I used the Roller Coaster Database (RCDB), Wikipedia, Coasterpedia - Roller Coaster wiki and Ultimate Coaster to find some of the missing data values and to add a few more rows to the roller coaster dataset. My augmented dataset has 187 roller coasters.
# read RollerCoaster_new and change the column names to lower case
rc <- read.csv("C:/Users/Owner/Desktop/My Documents/School/DataFiles/RollerCoaster/RollerCoaster_new.csv") %>%
as_tibble() %>%
rename_with(tolower) # rename the variables to lower case
str(rc) # look at the tibble
## tibble [187 x 14] (S3: tbl_df/tbl/data.frame)
## $ coaster : chr [1:187] "Adventure Express" "Afterburner" "Alpengeist" "American Eagle" ...
## $ park : chr [1:187] "Kings Island" "Fun Spot" "Busch Gardens Williamsburg" "Six Flags Great America" ...
## $ city : chr [1:187] "Kings Mills" "Angola" "Williamsburg" "Gurnee" ...
## $ state : chr [1:187] "Ohio" "Indiana" "Virginia" "Illinois" ...
## $ type : chr [1:187] "Steel" "Steel" "Steel" "Wood" ...
## $ design : chr [1:187] "Sit Down" "Sit Down" "Inverted" "Sit Down" ...
## $ year_opened : int [1:187] 1991 1991 1997 1981 1991 1999 2000 2005 1998 1999 ...
## $ top_speed : num [1:187] 35 45 67 66 50 73 50 64.8 70 81 ...
## $ max_height : num [1:187] 63 56 195 127 128 170 95 45 200 105 ...
## $ drop : num [1:187] 47 47 170 147 144 210 92 31 105 85 ...
## $ length : num [1:187] 2963 635 3828 4650 2700 ...
## $ duration : int [1:187] 140 66 190 143 110 135 115 64 48 120 ...
## $ inversions : chr [1:187] "N" "Y" "Y" "N" ...
## $ num_of_inversions: int [1:187] 0 1 6 0 4 0 0 0 3 5 ...
But I still couldn’t find the drop height for ten of the roller coasters.

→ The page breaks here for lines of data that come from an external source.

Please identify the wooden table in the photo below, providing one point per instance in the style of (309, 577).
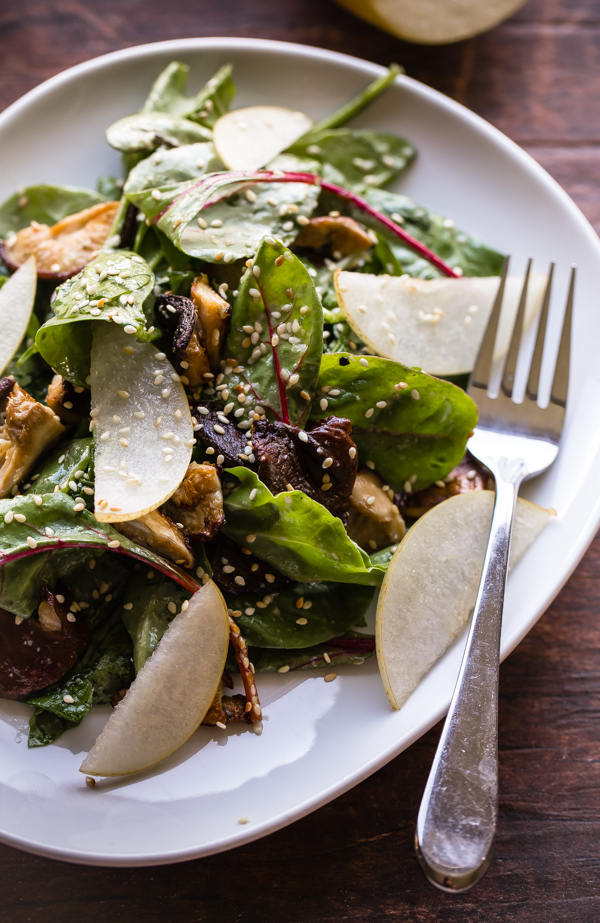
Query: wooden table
(537, 78)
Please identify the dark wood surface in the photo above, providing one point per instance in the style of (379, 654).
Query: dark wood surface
(537, 77)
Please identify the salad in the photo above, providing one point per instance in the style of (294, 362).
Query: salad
(189, 396)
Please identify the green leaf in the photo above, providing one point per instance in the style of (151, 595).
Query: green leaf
(277, 299)
(46, 204)
(359, 102)
(22, 567)
(364, 158)
(419, 432)
(241, 213)
(334, 607)
(98, 293)
(294, 533)
(149, 616)
(458, 249)
(176, 165)
(353, 647)
(145, 131)
(168, 94)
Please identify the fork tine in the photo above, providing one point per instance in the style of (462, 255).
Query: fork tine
(560, 384)
(480, 375)
(533, 382)
(510, 367)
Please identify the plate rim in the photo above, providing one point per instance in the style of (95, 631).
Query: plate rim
(585, 537)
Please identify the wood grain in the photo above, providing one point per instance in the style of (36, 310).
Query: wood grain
(537, 78)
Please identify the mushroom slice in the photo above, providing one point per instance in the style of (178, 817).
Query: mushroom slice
(339, 234)
(214, 315)
(182, 317)
(143, 431)
(28, 430)
(66, 400)
(17, 297)
(156, 531)
(64, 248)
(197, 504)
(374, 521)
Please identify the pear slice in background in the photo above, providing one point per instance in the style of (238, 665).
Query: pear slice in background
(247, 139)
(17, 297)
(171, 694)
(432, 324)
(430, 587)
(143, 428)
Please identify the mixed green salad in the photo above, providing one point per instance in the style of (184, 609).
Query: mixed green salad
(253, 439)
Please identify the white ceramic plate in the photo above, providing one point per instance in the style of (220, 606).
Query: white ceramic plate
(319, 738)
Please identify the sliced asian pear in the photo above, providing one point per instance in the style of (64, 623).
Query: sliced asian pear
(171, 694)
(432, 324)
(143, 429)
(247, 139)
(17, 297)
(434, 22)
(431, 584)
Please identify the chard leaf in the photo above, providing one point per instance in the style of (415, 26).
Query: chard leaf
(145, 131)
(46, 204)
(359, 102)
(353, 647)
(281, 358)
(419, 432)
(173, 165)
(458, 249)
(363, 158)
(334, 607)
(168, 94)
(22, 566)
(149, 616)
(98, 293)
(295, 534)
(235, 212)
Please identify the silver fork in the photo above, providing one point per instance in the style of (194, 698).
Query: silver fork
(457, 819)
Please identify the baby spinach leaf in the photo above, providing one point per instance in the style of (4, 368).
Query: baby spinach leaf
(145, 131)
(413, 427)
(332, 608)
(294, 533)
(353, 647)
(224, 216)
(363, 158)
(45, 204)
(149, 615)
(359, 102)
(173, 165)
(168, 94)
(458, 249)
(112, 287)
(276, 335)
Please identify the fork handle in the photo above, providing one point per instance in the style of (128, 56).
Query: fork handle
(456, 825)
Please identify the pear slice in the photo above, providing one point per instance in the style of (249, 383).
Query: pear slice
(434, 22)
(171, 694)
(431, 584)
(17, 297)
(143, 428)
(247, 139)
(432, 324)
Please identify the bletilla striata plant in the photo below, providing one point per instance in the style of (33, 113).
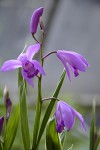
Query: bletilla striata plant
(29, 68)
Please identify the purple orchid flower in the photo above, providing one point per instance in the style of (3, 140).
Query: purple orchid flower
(35, 19)
(30, 68)
(1, 123)
(65, 117)
(8, 103)
(76, 62)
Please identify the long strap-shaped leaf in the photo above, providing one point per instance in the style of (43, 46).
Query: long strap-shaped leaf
(53, 141)
(11, 129)
(92, 129)
(50, 106)
(23, 111)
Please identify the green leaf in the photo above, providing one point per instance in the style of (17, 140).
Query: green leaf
(1, 145)
(23, 111)
(97, 141)
(50, 106)
(62, 137)
(37, 116)
(11, 129)
(92, 128)
(52, 137)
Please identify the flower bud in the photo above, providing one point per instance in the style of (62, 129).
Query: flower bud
(35, 19)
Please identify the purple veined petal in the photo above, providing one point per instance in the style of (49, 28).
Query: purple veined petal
(67, 115)
(11, 65)
(73, 60)
(75, 71)
(22, 58)
(65, 65)
(82, 58)
(29, 80)
(38, 66)
(80, 117)
(32, 50)
(35, 19)
(59, 120)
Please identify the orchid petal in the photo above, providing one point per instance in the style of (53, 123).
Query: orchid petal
(22, 57)
(29, 80)
(65, 65)
(11, 65)
(79, 117)
(67, 116)
(32, 50)
(38, 66)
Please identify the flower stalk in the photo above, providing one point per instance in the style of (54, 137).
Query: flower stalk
(38, 105)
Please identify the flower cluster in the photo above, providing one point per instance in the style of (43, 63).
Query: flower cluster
(64, 114)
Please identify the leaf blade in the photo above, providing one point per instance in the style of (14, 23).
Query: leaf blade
(23, 111)
(11, 129)
(50, 106)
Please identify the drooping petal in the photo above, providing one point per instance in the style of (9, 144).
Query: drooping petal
(35, 19)
(73, 59)
(29, 80)
(80, 117)
(82, 58)
(38, 66)
(65, 65)
(75, 71)
(32, 50)
(1, 123)
(11, 65)
(22, 58)
(67, 115)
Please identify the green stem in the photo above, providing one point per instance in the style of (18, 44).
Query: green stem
(38, 106)
(37, 115)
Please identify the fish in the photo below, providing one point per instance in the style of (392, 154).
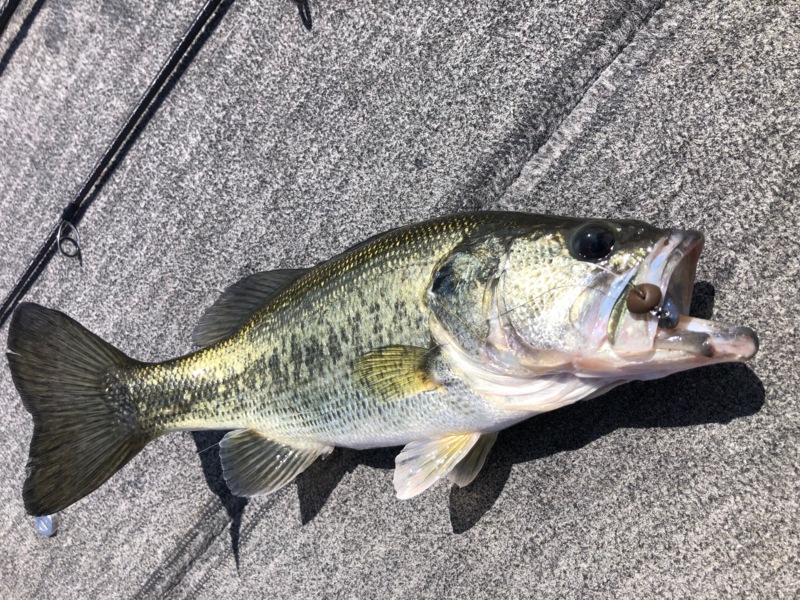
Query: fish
(433, 336)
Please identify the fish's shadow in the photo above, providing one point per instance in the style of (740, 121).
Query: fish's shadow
(715, 394)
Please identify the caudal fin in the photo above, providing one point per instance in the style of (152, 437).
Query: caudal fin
(84, 425)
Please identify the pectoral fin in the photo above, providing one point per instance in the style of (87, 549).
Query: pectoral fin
(254, 465)
(396, 372)
(423, 463)
(469, 467)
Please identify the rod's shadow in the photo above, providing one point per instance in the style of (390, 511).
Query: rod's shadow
(716, 394)
(207, 443)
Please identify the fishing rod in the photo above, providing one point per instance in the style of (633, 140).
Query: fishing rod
(65, 228)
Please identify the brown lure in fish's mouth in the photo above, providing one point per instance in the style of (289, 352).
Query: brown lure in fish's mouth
(666, 334)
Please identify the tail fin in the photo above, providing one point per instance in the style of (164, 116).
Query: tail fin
(84, 426)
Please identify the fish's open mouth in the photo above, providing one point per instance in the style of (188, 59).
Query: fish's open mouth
(668, 330)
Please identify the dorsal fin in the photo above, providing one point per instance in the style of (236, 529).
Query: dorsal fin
(396, 372)
(239, 302)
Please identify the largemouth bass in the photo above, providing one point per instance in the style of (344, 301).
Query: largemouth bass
(434, 336)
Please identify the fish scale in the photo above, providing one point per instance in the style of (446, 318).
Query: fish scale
(434, 336)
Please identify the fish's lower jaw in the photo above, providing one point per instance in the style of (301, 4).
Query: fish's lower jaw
(709, 340)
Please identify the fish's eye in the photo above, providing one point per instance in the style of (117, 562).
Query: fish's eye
(592, 242)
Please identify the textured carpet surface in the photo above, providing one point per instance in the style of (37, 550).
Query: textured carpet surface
(279, 147)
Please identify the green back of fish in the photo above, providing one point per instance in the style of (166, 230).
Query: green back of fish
(290, 370)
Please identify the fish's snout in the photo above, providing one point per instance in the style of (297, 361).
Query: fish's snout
(746, 340)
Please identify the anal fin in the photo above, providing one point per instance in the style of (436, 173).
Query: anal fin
(423, 463)
(255, 465)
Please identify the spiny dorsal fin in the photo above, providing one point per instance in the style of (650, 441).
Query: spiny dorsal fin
(396, 372)
(423, 463)
(239, 302)
(254, 465)
(469, 467)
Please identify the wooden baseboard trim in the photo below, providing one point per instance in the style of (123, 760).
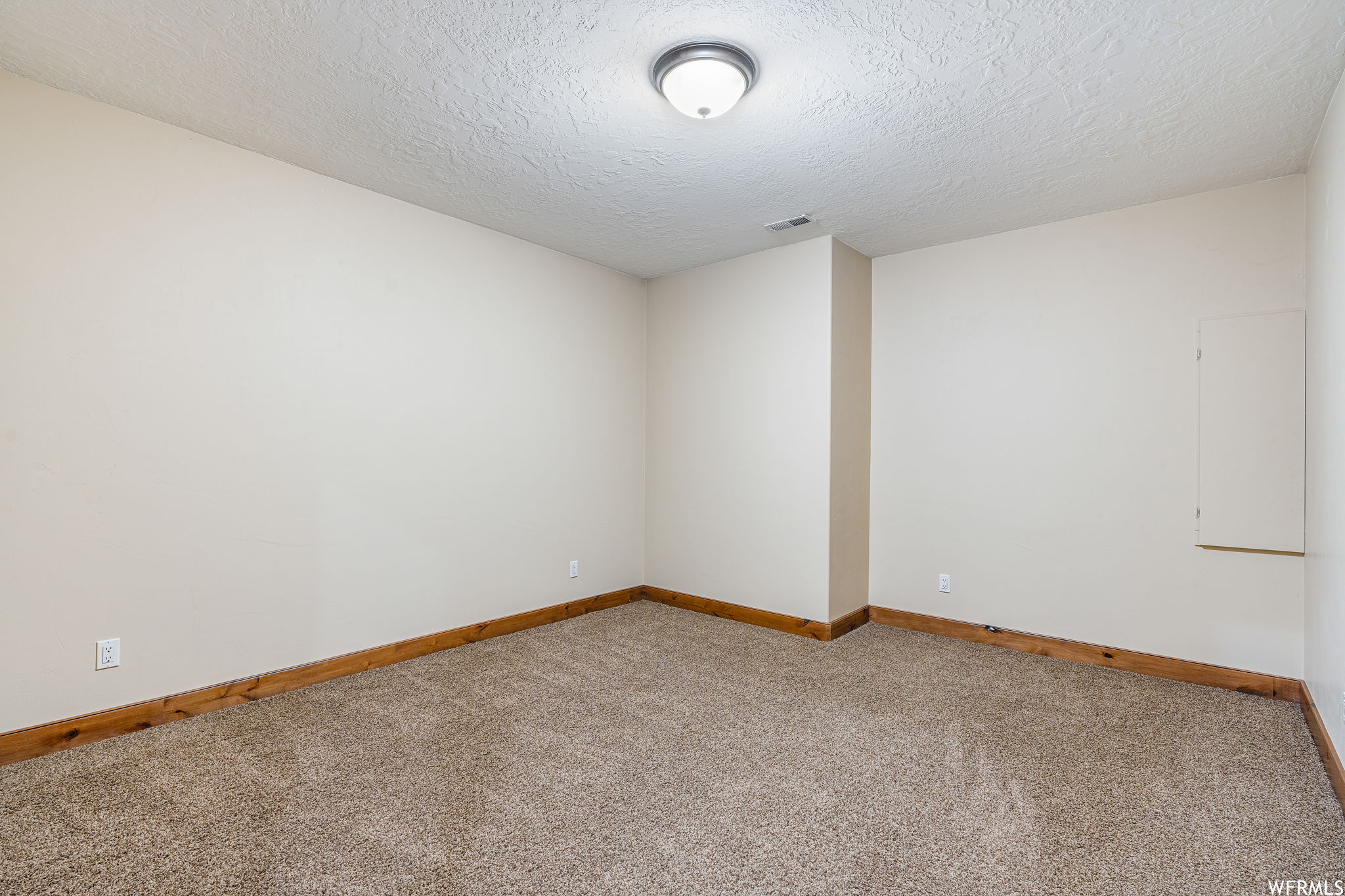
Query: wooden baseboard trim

colSums(is.na(rc)) # count the number of na in each column
## coaster park city state
## 0 0 0 0
## type design year_opened top_speed
## 0 0 0 0
## max_height drop length duration
## 0 10 0 0
## inversions num_of_inversions
## 0 0
Rather than eliminate these ten rows, I’ll assign values for drop by using the average proportion of drop to max_height:
mean(rc$drop / rc$max_height, na.rm = TRUE) # calc the average proportion of drop to height
## [1] 0.908926
This proportion is pretty close to one, I’ll look at the relationship of drop to max_height and see if it’s really that close to one.
rc %>% ggplot(aes(x = drop, y = max_height)) +
geom_point(na.rm = TRUE) + # dot plot drop against height
geom_smooth(na.rm = TRUE) + # and draw a line on the plot
theme_minimal()
## `geom_smooth()` using method = 'loess' and formula 'y ~ x'
It’s not quite a straight line, and there are a few points a distance from the line. Since mean is not resistant to outliers, I’ll see if there are outliers for the proportion.
dbh <-rc %>% select (drop, max_height) %>% # create a tibble
mutate(dropbyheight = drop / max_height) # with the proportion of drop to max_height
dbh %>% ggplot(aes(dropbyheight)) + # boxplot dropbyheight to see outliers
geom_boxplot(outlier.color = "red", outlier.size = 2.5, na.rm = TRUE) +
theme_minimal()
There are both low and high outliers. I’ll calculate the cutoffs for eliminating the the low and high outliers using the standard 25th percentile - IQR * 1.5 and 75th percentile + IQR * 1.5.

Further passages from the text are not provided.